27 de Maio de 2012
Dayane Souza diz que foi obrigada por Macarrão a mentir sobre paradeiro do filho da modelo
"Senhor promotor,
Quando sai do sitio naquela tarde do dia 25/06/2010 não sai com a intenção de me esconder e nem esconder a criança. Eu realmente estava me dirigindo até a casa da minha mãe, antes de sair do sítio liguei para Macarrão para ver se eu podia levar a criança uma vez que ele dizia para não sair com ela do sítio. Durante o percurso, recebi ligações do Macarrão, que segundo ele, soube através da imprensa que a delegada queria me ver. Até determinado momento não sabia que estava solicitando a busca do bebê, mas sim o suposto homicídio”.
Ao chegar na casa da minha mãe, o Macarrão pediu que eu retornasse ao sítio, a criança permaneceu juntamente com as minhas filhas na casa da minha mãe, quando cheguei de volta ao sítio vi que a polícia havia levado todos os funcionários. Retornei a ligação ao Macarrão para relatar o acontecido, foi quando ele pediu que retirasse o bebê da casa da minha mãe por que a criança não podia ser vista pela polícia, no momento, ele se apavorou e não me disse o porquê, apenas disse que explicaria depois. Nesse momento, ele entra em contato com um policial civil para conseguir através dele localizar os funcionários que haviam sido levados.

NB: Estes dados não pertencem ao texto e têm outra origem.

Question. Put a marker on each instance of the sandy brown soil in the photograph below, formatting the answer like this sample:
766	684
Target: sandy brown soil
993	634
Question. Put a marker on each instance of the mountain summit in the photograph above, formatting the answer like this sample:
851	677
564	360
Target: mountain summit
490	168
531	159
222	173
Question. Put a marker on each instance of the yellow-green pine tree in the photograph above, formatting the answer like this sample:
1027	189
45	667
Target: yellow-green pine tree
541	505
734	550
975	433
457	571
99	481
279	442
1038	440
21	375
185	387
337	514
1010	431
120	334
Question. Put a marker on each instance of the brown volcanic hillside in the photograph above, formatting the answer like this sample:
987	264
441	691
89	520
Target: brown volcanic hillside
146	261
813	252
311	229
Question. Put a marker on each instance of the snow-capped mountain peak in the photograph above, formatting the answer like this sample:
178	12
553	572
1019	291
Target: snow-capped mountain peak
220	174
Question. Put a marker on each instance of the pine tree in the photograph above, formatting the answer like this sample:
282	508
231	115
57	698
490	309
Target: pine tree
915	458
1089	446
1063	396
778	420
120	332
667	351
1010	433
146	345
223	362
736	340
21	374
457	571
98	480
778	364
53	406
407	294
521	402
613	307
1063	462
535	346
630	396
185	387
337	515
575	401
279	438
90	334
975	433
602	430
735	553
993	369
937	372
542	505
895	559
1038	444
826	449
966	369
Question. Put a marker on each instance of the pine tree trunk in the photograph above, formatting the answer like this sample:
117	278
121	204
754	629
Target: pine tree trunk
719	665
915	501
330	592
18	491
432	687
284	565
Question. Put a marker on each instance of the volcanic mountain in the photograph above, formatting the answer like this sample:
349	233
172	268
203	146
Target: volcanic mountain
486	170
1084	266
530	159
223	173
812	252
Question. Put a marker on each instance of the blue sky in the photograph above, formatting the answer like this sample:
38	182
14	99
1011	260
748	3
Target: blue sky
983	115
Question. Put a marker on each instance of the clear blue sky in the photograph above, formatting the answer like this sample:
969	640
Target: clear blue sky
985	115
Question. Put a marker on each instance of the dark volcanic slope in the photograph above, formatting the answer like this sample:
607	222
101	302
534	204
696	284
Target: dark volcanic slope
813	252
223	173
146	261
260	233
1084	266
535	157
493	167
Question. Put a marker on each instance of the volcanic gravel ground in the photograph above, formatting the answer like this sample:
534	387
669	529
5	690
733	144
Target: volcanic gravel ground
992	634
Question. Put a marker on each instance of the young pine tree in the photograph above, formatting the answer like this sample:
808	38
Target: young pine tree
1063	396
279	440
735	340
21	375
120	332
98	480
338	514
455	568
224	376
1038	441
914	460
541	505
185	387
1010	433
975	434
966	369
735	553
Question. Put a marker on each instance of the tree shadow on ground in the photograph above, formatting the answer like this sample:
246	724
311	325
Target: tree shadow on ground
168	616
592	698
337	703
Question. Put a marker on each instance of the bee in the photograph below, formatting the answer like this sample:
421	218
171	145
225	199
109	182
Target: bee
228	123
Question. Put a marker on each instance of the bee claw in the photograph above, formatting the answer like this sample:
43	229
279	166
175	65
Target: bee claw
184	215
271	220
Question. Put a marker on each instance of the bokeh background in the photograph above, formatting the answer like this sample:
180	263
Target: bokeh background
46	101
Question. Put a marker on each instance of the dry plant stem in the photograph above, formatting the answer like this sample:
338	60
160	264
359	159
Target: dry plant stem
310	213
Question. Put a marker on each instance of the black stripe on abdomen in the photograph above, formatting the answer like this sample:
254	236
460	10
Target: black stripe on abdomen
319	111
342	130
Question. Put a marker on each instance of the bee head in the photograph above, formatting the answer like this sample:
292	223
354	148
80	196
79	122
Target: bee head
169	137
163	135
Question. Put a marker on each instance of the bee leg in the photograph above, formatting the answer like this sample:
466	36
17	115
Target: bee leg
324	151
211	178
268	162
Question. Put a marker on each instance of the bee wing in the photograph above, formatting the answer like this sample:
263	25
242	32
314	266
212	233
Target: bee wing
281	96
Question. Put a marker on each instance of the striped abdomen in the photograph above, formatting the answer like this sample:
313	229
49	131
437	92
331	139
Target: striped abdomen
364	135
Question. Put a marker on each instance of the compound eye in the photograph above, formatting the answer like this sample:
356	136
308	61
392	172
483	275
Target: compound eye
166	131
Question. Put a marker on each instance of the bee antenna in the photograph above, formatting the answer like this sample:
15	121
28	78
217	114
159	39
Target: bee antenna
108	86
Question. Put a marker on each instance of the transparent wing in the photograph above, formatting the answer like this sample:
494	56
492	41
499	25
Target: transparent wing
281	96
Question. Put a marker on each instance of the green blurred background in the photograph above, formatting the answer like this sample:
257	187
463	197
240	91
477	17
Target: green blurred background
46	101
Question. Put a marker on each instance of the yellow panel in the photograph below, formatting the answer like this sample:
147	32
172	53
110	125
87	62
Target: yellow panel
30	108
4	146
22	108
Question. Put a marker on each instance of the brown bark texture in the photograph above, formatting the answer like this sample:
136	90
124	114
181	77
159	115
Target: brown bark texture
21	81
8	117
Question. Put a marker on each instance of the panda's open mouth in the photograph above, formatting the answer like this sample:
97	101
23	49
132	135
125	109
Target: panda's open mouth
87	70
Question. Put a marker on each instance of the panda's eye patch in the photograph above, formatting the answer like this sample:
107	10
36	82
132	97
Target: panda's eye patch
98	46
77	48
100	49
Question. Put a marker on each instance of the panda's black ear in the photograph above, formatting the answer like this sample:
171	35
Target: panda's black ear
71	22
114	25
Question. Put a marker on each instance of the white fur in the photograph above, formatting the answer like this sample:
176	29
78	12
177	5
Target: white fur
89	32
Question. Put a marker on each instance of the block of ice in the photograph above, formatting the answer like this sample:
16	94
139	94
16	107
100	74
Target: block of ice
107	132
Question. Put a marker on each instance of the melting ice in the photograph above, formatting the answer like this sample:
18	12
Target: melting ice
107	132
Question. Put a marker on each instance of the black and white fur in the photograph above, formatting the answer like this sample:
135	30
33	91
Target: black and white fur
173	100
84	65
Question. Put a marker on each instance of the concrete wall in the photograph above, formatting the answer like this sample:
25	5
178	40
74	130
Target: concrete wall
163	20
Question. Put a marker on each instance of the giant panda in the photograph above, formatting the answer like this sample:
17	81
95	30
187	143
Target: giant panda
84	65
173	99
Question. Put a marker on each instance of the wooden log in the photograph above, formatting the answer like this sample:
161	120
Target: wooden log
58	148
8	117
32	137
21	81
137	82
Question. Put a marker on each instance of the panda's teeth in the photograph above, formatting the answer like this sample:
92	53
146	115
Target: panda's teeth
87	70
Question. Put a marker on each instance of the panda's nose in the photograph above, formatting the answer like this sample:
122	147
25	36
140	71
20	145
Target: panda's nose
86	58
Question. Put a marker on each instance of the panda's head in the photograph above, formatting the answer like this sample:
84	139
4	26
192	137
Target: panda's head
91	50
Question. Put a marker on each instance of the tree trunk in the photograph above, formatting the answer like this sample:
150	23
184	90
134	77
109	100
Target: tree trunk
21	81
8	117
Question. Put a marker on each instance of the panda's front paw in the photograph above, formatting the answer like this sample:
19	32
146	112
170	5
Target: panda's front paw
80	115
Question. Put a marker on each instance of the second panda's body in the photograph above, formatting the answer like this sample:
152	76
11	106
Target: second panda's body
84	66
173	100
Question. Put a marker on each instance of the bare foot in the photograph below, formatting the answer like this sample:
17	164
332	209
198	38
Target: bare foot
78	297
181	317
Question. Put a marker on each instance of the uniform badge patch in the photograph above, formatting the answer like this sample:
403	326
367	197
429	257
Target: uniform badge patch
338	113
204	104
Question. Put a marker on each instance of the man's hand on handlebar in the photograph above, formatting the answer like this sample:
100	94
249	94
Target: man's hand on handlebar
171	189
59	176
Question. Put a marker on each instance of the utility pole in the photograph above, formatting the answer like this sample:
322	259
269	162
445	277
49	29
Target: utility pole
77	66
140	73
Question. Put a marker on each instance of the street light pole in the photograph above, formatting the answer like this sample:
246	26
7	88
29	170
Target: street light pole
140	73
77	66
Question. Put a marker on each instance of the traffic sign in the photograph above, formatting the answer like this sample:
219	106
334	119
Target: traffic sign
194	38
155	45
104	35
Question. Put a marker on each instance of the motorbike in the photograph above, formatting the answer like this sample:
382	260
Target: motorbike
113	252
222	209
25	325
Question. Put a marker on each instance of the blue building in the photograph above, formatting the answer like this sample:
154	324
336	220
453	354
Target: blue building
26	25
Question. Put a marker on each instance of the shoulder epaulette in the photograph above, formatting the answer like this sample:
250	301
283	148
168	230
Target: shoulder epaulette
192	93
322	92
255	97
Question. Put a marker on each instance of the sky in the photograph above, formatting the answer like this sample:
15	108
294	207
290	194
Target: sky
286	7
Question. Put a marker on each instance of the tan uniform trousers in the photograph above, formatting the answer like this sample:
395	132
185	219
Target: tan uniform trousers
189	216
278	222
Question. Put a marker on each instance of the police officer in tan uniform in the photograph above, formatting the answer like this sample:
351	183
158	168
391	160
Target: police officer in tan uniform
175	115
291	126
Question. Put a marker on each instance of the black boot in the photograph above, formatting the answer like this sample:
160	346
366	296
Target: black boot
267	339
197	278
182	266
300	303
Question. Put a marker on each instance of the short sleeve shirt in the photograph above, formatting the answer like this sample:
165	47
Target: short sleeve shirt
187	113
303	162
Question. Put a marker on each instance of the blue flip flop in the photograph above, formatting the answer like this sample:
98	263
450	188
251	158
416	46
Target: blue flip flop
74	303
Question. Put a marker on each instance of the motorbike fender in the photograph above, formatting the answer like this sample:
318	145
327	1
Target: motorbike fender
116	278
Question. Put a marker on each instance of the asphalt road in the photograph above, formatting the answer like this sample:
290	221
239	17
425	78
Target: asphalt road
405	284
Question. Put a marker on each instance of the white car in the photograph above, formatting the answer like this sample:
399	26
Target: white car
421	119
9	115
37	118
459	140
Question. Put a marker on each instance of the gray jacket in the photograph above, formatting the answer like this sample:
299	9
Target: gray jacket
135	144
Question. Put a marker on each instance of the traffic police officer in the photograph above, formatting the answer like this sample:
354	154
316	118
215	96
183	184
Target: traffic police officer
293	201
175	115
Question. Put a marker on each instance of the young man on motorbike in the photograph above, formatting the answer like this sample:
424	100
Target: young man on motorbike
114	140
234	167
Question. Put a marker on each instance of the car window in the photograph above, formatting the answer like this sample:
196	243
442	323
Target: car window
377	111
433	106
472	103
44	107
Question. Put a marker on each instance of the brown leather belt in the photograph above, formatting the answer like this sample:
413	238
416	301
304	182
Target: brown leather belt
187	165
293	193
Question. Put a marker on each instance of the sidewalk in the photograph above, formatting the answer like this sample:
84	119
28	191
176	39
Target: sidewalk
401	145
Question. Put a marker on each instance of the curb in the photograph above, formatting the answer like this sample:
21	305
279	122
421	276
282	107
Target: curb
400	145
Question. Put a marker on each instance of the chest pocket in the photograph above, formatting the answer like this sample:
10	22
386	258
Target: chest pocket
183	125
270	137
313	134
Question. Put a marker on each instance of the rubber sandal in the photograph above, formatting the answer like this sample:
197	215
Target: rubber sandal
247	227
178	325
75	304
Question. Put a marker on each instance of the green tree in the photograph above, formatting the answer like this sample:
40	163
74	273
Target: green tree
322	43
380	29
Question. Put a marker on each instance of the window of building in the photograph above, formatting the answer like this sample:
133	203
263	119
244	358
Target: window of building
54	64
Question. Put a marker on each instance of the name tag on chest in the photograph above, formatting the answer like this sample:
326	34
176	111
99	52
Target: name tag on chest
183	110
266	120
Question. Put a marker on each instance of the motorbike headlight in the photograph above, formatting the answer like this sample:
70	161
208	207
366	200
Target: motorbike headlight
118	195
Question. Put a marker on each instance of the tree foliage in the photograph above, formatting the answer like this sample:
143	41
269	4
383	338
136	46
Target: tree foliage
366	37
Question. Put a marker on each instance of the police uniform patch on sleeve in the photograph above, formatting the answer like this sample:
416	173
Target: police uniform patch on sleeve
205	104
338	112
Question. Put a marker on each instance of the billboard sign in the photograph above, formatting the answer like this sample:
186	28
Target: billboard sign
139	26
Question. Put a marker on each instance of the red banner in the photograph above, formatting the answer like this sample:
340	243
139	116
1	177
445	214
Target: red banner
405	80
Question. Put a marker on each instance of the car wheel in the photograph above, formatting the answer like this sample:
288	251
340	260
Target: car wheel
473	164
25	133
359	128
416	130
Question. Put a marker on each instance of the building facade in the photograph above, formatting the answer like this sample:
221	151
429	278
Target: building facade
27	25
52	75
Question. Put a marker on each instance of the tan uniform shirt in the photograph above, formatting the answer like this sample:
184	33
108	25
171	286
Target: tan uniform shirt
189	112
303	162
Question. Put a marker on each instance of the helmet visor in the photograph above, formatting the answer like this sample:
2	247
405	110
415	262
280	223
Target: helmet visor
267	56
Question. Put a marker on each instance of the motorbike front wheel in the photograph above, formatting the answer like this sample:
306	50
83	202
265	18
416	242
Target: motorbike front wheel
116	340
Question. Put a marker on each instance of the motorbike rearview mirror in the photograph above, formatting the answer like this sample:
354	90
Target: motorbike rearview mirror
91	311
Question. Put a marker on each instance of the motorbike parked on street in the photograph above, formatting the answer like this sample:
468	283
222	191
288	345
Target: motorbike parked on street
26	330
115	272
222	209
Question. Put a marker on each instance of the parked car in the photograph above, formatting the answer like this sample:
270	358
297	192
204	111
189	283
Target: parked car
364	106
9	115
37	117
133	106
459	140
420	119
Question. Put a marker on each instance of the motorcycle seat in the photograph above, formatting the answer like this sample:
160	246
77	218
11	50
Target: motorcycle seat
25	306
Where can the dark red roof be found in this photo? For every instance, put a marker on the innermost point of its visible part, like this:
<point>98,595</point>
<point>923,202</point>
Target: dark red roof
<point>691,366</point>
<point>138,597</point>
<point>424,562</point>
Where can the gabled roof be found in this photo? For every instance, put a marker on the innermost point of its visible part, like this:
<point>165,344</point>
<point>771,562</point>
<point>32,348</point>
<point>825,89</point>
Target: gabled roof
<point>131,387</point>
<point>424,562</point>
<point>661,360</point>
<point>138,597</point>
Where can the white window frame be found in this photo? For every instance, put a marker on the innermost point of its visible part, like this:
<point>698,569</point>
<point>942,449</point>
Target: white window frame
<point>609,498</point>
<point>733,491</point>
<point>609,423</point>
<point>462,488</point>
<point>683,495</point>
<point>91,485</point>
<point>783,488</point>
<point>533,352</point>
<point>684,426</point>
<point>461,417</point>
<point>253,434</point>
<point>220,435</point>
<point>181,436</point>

A esse mesmo policial, o Macarrão deu o meu número de telefone para que ele me ligasse informando o endereço onde os funcionários do sítio estavam. A esse policial tal qual o nome eu não sei, cujo o apelido é Zezé, eu pedi que ele ligasse para a delegacia e me dissesse do que se tratava, o motivo pelo qual a delegada queria me ver, ele foi informado de que era para eu comparecer na delegacia ainda naquela noite. Sempre que eu falava com o Macarrão ele dizia que não era nada grave, que nada grave havia acontecido, mas comecei a desconfiar que tinha algo errado no ar, pela agitação e pelas ligações contínuas. Daí então ele me pediu que se perguntassem pela criança, que era para eu negar a existência do bebê.
Ao chegar na delegacia, fui indagada em relação ao bebê. E a princípio neguei o seu paradeiro, mas após conversar com a delegada, e ao saber de certa forma o que supostamente teria acontecido com a mãe da criança (Eliza), que a possibilidade do bebê estar correndo risco de vida era muito grande. Foi no momento em que me preocupei com a situação e revelei que a criança estava realmente comigo, mas a pedido do Macarrão eu tinha entregado o bebê ao Coxinha e ao Flávio, no momento em que ele pediu para tirar o bebe da casa da minha mãe. Ele manteve contato direto com o Coxinha. Revelei então que eles sabiam ao certo o paradeiro do bebê. Temi o que poderia acontecer com ele (o bebê) diante do que a delegada me relatou.
Nesta mesma noite do dia 25 para o dia 26, creio que o senhor tenha conhecimento de que me foi dado voz de prisão e não tive mais nenhum contato com o Bruno Souza, somente com o Macarrão. Fui liberada na tarde do dia 26.06.10 e me dirigi de volta a casa da minha mãe, quando cheguei lá minhas filhas tinham ido até a casa da avó paterna, segui então até lá, sai quando que ao encontrar o Sérgio ele disse que se na noite do “dia 10 de junho eu não tivesse aceitado olhar o bebê, a essa hora a criança poderia estar morta porque a intenção do Macarrão era eliminar mãe e filho.
Da minha parte não sei se foi sorte ou permição de Deus, pressentimento ou instinto materno, só Deus sabe.
Bruno Samudio não ocupa o lugar de Eliza e nem preenche o vazio deixado por ela, mas um pedaço dela permaneceu entre os que a amam.